There are two things on a S&W revolver that contribute to how the DA pull feels, the trigger rebound (or return) spring and the hammer mainspring.
In a SD situation it's likely that you'll not be that cognizant of the DA trigger pull, with the adrenaline going and the dynamics of the situation at hand.
The rebound spring is an 18 pound spring (according to Wolff), I replace mine with a Wolff 15 pounds and that's as low as I will go, otherwise the trigger return speed become too sluggish for my tastes, plus if you go too light on the rebound spring you begin to experience the trigger hanging up during the return. I've been using that 15 pound spring without issue for most of my S&W revolvers for 40 years.

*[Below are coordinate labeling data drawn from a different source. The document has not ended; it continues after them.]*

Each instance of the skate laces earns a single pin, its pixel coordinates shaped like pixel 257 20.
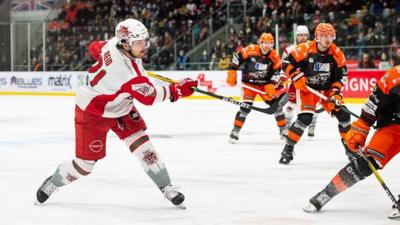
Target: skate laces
pixel 49 188
pixel 170 192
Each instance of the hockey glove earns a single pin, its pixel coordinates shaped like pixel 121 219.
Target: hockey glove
pixel 270 91
pixel 231 79
pixel 182 89
pixel 279 80
pixel 335 99
pixel 356 136
pixel 300 81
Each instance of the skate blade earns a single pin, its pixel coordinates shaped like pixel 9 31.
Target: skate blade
pixel 310 208
pixel 395 214
pixel 232 141
pixel 181 206
pixel 37 203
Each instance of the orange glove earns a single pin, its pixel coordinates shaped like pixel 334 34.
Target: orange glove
pixel 335 99
pixel 231 79
pixel 300 83
pixel 356 136
pixel 270 91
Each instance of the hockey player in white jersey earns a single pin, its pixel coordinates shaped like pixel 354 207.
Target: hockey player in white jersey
pixel 302 35
pixel 107 103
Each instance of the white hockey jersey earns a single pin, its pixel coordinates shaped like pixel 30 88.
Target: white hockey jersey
pixel 114 81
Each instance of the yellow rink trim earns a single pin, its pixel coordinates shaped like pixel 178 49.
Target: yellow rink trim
pixel 197 97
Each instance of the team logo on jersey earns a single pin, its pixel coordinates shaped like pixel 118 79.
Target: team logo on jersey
pixel 261 66
pixel 143 89
pixel 135 116
pixel 150 157
pixel 96 146
pixel 322 67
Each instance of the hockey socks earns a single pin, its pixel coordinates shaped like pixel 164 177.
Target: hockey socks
pixel 355 171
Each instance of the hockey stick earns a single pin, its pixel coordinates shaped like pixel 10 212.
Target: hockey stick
pixel 323 97
pixel 282 99
pixel 320 110
pixel 380 180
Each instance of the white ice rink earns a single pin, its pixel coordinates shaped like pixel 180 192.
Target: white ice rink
pixel 223 183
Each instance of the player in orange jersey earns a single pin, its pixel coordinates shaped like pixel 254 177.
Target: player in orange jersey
pixel 302 35
pixel 382 107
pixel 261 71
pixel 319 64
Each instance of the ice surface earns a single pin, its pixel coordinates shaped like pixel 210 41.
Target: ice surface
pixel 223 183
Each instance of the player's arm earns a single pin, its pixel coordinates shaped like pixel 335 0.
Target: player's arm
pixel 339 72
pixel 383 96
pixel 293 69
pixel 238 58
pixel 144 91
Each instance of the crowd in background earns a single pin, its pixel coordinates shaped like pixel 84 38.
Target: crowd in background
pixel 358 24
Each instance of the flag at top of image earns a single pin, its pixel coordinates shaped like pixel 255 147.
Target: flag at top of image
pixel 31 5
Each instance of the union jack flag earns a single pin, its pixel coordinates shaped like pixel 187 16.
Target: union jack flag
pixel 31 5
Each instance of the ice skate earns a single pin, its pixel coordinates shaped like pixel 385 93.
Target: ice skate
pixel 44 191
pixel 174 196
pixel 286 155
pixel 234 136
pixel 283 132
pixel 317 202
pixel 310 208
pixel 311 130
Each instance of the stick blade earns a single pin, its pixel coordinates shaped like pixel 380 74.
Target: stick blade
pixel 395 214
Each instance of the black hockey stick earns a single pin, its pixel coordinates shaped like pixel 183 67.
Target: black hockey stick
pixel 323 97
pixel 380 180
pixel 280 101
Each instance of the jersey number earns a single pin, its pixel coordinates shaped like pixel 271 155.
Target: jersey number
pixel 95 69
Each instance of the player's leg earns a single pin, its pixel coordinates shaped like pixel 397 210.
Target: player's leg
pixel 306 104
pixel 279 116
pixel 344 125
pixel 65 173
pixel 131 128
pixel 382 147
pixel 240 118
pixel 311 127
pixel 290 107
pixel 90 134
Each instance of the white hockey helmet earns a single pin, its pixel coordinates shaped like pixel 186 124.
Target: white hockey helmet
pixel 301 29
pixel 131 30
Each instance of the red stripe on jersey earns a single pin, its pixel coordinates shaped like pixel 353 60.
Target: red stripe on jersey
pixel 96 66
pixel 136 68
pixel 97 104
pixel 97 78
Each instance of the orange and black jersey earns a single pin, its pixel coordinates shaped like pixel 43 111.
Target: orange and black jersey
pixel 383 104
pixel 322 69
pixel 258 68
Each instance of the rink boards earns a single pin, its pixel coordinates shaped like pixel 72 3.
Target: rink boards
pixel 357 88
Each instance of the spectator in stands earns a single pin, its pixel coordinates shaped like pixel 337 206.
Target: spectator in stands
pixel 384 63
pixel 204 61
pixel 213 61
pixel 395 58
pixel 366 62
pixel 181 60
pixel 75 64
pixel 224 61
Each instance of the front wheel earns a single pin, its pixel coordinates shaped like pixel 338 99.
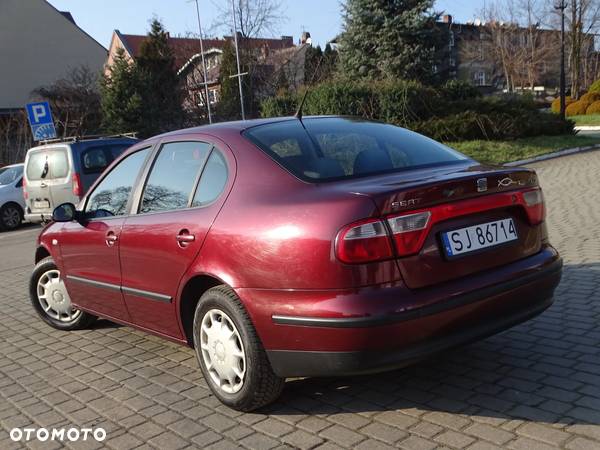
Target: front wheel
pixel 51 300
pixel 230 354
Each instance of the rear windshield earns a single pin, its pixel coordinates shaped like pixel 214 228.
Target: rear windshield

Changing the hammer mainspring is an entirely different matter, because you often run into reliable primer ignition issues with a lighter spring, which can be over come with other modifications, but I certainly would not recommend this for any gun being used for self defense.
It's been mentioned that the first course of action is to smooth the action parts, on the older guns with forged/machined parts that's certainly true. But it's been my experience with the two newer S&W's I have with MIM parts, is that they are already fairly smooth because they do not have the traditional "rough' machining marks as the older guns.
I'd say have the rebound spring changed to a lighter weight spring, and then practice, practice and more practice with that gun to get used to it and become proficient with it.
The Jerry Kuhnhausen book has been mentioned, lots of good information but it's in what I call a "text book" technical format, not something for the uninitiated.
I like to recommend the Jerry Miculek "Trigger Job" DVD, his video gives a good overview and insight on the mechanics of the S&W lockwork, but there is also one drawback with that video, it's based on the older S&W's without the frame mounted firing pin or MIM parts, and does not go into them.